Paul Simon just released a critically acclaimed new album, Seven Psalms, but he says even if he really wanted to tour to promote it, he can’t — because he’s lost most of the hearing in his left year.
Speaking to the U.K.’s Sunday Times, Simon, 81, says the loss was “quite sudden,” adding, “Nobody has an explanation for it. So everything became more difficult. My reaction to that was frustration and annoyance; not quite anger yet, because I thought it would pass, it would repair itself.”
That doesn’t seem to be happening, which means that Simon can’t perform live, but he says he isn’t particularly eager to return to the stage.
“The songs of mine that I don’t want to sing live, I don’t sing them,” he says. “Sometimes there are songs that I like and then at a certain point in a tour, I’ll say, ‘What the f*** are you doing, Paul?’ Quite often that would come during ‘You Can Call Me Al.’ I’d think, ‘What are you doing? You’re like a Paul Simon cover band. You should get off the road, go home.’”

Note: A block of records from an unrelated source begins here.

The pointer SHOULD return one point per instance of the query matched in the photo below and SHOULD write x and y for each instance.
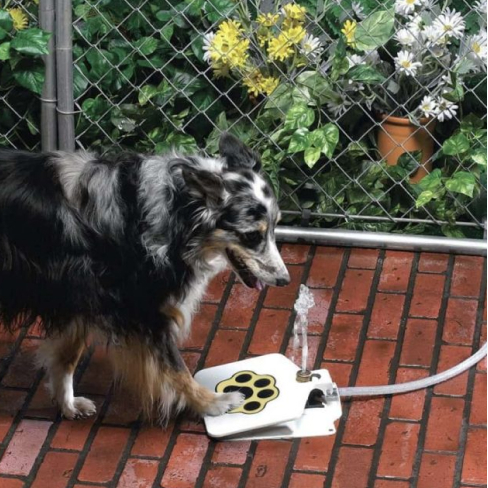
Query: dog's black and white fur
(122, 248)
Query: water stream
(304, 302)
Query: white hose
(349, 391)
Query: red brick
(10, 402)
(24, 447)
(375, 363)
(339, 372)
(418, 343)
(352, 468)
(460, 321)
(478, 405)
(391, 484)
(386, 316)
(427, 296)
(11, 483)
(395, 273)
(73, 435)
(225, 348)
(239, 307)
(318, 314)
(355, 291)
(55, 470)
(269, 332)
(98, 376)
(22, 371)
(436, 471)
(343, 337)
(363, 258)
(313, 345)
(185, 462)
(231, 452)
(305, 480)
(222, 477)
(152, 441)
(449, 357)
(408, 406)
(201, 324)
(398, 450)
(325, 267)
(363, 422)
(294, 253)
(216, 287)
(285, 297)
(466, 276)
(444, 424)
(138, 473)
(433, 263)
(269, 464)
(314, 453)
(474, 464)
(104, 455)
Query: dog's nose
(282, 281)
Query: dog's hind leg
(164, 384)
(59, 355)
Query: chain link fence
(368, 115)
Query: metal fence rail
(308, 84)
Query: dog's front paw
(223, 402)
(81, 407)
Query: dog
(121, 248)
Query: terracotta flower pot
(398, 135)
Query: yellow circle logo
(258, 389)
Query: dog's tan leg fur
(162, 390)
(60, 355)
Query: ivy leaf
(366, 74)
(146, 45)
(375, 30)
(299, 140)
(6, 22)
(456, 145)
(30, 75)
(31, 41)
(299, 116)
(462, 182)
(5, 51)
(326, 138)
(311, 156)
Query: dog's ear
(237, 154)
(204, 184)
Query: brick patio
(380, 317)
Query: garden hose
(351, 391)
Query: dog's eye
(251, 238)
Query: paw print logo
(258, 390)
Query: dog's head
(244, 215)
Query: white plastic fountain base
(277, 405)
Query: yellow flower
(280, 48)
(19, 17)
(349, 30)
(295, 12)
(267, 20)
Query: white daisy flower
(450, 23)
(311, 46)
(405, 37)
(405, 7)
(446, 110)
(406, 64)
(207, 42)
(428, 106)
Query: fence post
(49, 135)
(64, 65)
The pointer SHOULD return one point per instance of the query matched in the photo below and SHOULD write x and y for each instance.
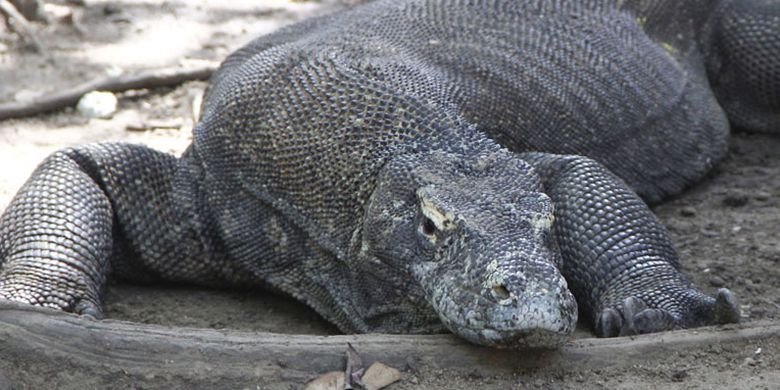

Simon, who now lives on a ranch in Texas with his wife, Edie Brickell, wrote Seven Psalms after he had a dream on January 19, 2019 — the anniversary of his father’s death.
“The dream was specific,” he says. “‘You are writing, or are meant to write, a piece called Seven Psalms.’ It was a very insistent statement, so much so that I wrote it down.”
The paper he wrote it down on is now framed in his studio, as is a copy of his and Art Garfunkel‘s first single, “Hey Schoolgirl,” which they recorded in 1957 under the name Tom & Jerry.